Letztes Jahr eröffneten wir das Festival mit "Vollmond" von Pina Bausch. Jeder, der die deutsche Choreografin kannte, weiß, dass sie traditionelle Geschlechterrollenbilder überhöhte und damit persiflierte. Doch ich bin mir sicher, dass einige Studierende in Nordamerika über ihre Stücke heute nur den Kopf schütteln und sie als antifeministisch verstehen würden. Aber gut, die sind sowieso in einer ideologischen Einbahnstraße.

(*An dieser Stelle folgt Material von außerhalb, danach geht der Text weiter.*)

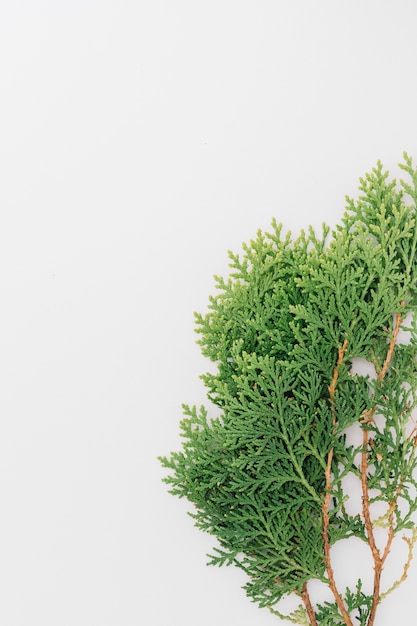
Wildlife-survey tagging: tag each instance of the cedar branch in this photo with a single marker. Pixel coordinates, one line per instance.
(326, 503)
(368, 418)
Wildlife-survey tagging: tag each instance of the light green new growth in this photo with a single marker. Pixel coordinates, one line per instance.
(268, 477)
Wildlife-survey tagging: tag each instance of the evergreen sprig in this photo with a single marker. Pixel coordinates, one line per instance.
(285, 329)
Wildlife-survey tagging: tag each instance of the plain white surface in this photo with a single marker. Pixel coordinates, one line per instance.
(139, 141)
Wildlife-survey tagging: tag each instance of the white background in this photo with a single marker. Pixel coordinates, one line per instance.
(139, 141)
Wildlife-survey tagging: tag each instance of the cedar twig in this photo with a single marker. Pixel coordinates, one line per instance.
(326, 503)
(376, 555)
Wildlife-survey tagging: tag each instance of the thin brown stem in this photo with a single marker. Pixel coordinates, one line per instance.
(309, 607)
(368, 418)
(325, 510)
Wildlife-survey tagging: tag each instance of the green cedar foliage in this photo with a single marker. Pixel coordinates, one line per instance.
(268, 477)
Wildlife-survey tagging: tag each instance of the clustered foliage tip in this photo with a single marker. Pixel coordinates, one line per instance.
(271, 477)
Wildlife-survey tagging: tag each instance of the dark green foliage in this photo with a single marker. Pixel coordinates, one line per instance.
(283, 330)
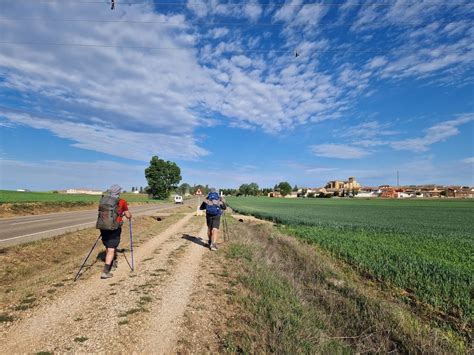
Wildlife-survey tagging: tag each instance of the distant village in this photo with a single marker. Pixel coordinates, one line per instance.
(334, 188)
(351, 188)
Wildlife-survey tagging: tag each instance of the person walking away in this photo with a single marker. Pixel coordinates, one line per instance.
(111, 211)
(214, 205)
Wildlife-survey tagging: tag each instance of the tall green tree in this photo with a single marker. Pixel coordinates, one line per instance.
(244, 189)
(253, 189)
(162, 176)
(285, 188)
(184, 188)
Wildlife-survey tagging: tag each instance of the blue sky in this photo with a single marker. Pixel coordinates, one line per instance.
(89, 95)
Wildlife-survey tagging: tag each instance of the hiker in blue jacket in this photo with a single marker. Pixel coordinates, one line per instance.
(213, 205)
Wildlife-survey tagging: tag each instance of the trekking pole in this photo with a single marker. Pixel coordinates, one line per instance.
(131, 242)
(224, 225)
(85, 260)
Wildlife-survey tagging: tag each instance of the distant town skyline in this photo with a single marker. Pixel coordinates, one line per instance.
(236, 93)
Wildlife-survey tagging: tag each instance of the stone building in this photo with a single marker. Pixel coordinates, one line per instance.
(350, 184)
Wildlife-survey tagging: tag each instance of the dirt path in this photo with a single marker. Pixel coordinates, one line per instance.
(137, 311)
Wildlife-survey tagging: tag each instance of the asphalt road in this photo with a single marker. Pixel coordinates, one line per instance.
(18, 230)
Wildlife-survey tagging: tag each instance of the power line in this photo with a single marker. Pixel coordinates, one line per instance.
(264, 50)
(204, 3)
(242, 24)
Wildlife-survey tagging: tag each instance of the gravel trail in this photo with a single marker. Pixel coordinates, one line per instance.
(137, 311)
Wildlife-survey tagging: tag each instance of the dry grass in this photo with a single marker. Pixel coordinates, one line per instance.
(277, 294)
(44, 269)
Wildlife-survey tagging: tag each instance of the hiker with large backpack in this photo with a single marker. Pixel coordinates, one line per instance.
(110, 219)
(214, 205)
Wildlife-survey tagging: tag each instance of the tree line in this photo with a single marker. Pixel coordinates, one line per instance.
(163, 178)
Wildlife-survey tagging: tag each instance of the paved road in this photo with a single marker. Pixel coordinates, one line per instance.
(19, 230)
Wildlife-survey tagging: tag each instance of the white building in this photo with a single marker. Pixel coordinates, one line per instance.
(84, 191)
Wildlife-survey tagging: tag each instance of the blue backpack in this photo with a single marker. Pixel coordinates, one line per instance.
(213, 208)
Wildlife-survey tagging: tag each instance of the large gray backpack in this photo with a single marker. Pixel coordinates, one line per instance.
(108, 213)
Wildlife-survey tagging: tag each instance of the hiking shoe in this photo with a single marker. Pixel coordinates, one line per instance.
(106, 275)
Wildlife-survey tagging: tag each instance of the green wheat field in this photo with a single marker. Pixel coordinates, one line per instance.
(424, 247)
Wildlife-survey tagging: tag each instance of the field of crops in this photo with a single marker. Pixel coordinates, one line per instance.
(19, 197)
(425, 247)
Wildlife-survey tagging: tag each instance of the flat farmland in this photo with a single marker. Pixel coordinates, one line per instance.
(423, 247)
(31, 197)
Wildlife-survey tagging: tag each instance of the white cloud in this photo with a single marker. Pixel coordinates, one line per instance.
(288, 11)
(117, 142)
(339, 151)
(434, 134)
(253, 10)
(366, 131)
(54, 174)
(218, 32)
(198, 7)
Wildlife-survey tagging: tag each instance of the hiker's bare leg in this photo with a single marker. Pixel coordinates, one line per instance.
(109, 256)
(215, 234)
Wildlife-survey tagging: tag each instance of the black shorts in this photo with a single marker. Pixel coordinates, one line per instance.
(111, 239)
(213, 221)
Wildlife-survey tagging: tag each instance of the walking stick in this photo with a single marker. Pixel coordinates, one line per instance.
(85, 260)
(226, 231)
(131, 242)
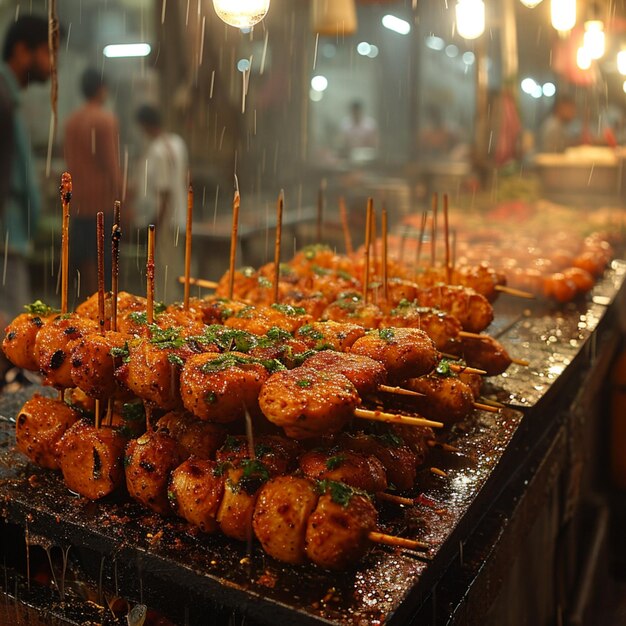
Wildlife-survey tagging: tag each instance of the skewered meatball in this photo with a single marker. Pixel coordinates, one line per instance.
(53, 347)
(362, 471)
(471, 309)
(92, 459)
(197, 438)
(446, 398)
(351, 308)
(221, 387)
(277, 454)
(149, 461)
(241, 487)
(333, 335)
(308, 403)
(405, 352)
(39, 426)
(20, 338)
(93, 366)
(398, 460)
(281, 514)
(337, 532)
(195, 492)
(364, 373)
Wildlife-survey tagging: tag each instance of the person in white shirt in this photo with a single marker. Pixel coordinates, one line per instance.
(358, 131)
(162, 199)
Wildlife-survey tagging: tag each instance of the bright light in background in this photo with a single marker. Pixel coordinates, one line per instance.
(319, 83)
(120, 50)
(243, 65)
(402, 27)
(373, 53)
(470, 18)
(563, 14)
(241, 13)
(593, 39)
(468, 58)
(583, 60)
(435, 43)
(621, 62)
(528, 85)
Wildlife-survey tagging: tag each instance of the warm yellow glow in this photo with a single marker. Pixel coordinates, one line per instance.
(563, 14)
(621, 62)
(241, 13)
(593, 39)
(583, 60)
(470, 18)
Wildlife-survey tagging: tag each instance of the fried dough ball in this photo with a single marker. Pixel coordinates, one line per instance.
(195, 493)
(282, 511)
(92, 459)
(39, 426)
(307, 403)
(405, 352)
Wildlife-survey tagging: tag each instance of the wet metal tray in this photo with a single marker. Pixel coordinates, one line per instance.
(165, 564)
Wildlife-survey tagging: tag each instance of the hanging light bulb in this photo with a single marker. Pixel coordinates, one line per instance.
(583, 60)
(470, 18)
(241, 13)
(593, 39)
(563, 14)
(621, 62)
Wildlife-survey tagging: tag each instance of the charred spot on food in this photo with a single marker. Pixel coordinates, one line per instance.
(97, 465)
(57, 359)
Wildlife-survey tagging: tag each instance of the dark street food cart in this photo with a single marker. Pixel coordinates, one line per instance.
(514, 527)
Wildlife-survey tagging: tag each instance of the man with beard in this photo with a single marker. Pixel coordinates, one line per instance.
(25, 60)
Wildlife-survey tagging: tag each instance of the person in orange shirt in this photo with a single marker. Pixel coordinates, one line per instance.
(92, 156)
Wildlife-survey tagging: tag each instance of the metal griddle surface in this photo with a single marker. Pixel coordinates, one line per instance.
(388, 585)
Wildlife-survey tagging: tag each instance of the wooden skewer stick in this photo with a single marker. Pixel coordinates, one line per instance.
(374, 237)
(385, 252)
(400, 391)
(420, 242)
(433, 443)
(279, 230)
(486, 407)
(100, 257)
(446, 232)
(343, 212)
(368, 242)
(397, 542)
(233, 244)
(188, 246)
(438, 472)
(514, 292)
(199, 282)
(150, 276)
(321, 199)
(433, 230)
(393, 418)
(66, 196)
(116, 236)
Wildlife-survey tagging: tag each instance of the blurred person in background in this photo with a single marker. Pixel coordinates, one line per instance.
(91, 149)
(25, 60)
(161, 199)
(556, 132)
(359, 133)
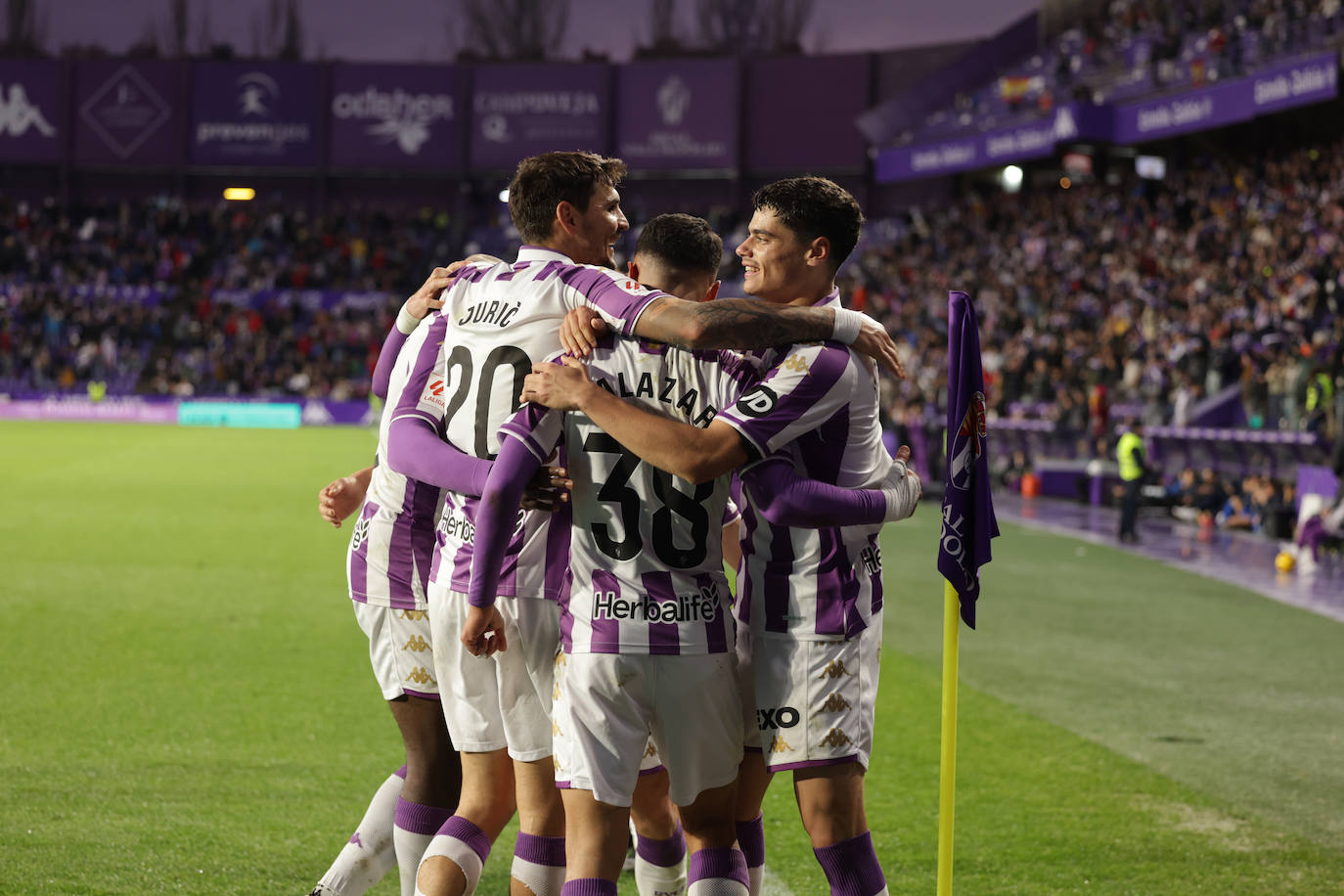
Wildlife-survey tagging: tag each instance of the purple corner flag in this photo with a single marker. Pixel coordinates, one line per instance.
(967, 511)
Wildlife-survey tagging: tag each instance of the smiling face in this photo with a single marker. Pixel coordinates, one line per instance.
(597, 227)
(775, 261)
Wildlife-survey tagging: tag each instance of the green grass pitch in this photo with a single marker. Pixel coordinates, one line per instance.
(186, 705)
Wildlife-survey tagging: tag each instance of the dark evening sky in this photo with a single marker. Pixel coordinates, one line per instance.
(419, 31)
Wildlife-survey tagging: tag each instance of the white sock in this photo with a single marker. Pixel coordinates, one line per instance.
(370, 852)
(658, 880)
(463, 844)
(539, 864)
(660, 864)
(718, 872)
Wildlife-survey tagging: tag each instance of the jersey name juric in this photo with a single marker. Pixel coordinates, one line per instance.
(818, 406)
(647, 554)
(392, 542)
(468, 368)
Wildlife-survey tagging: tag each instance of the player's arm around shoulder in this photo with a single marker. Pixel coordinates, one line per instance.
(689, 452)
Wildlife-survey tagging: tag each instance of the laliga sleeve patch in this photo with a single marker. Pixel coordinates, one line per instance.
(758, 402)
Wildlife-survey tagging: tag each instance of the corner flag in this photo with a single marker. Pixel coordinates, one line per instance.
(967, 522)
(967, 511)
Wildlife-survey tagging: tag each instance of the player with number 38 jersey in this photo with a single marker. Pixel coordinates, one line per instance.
(647, 565)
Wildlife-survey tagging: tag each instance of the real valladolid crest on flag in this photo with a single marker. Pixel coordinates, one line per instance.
(967, 511)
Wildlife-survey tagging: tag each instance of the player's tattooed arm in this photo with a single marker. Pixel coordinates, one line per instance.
(343, 496)
(751, 324)
(669, 445)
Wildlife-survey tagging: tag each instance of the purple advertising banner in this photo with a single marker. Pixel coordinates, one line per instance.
(523, 111)
(1183, 113)
(779, 137)
(394, 115)
(308, 298)
(128, 112)
(114, 410)
(32, 119)
(930, 160)
(1019, 143)
(1294, 83)
(678, 114)
(254, 113)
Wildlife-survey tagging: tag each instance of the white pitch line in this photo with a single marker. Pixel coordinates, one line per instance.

Vor ein paar Jahren war eine Art Karaoke-Veranstaltung Teil unseres Programms. Anstatt Lieder konnten die Teilnehmer und Teilnehmerinnen Reden, die sie besonders inspirierend fanden, vortragen. Eine blonde junge Frau aus der Schweiz hatte Martin Luther Kings "I Have a Dream" ausgewählt. Die Veranstaltung musste abgebrochen werden, weil die Empörung eines Teils des Publikums so groß war – eine weiße Person dürfe sich die Rede nicht aneignen, lautete der Vorwurf.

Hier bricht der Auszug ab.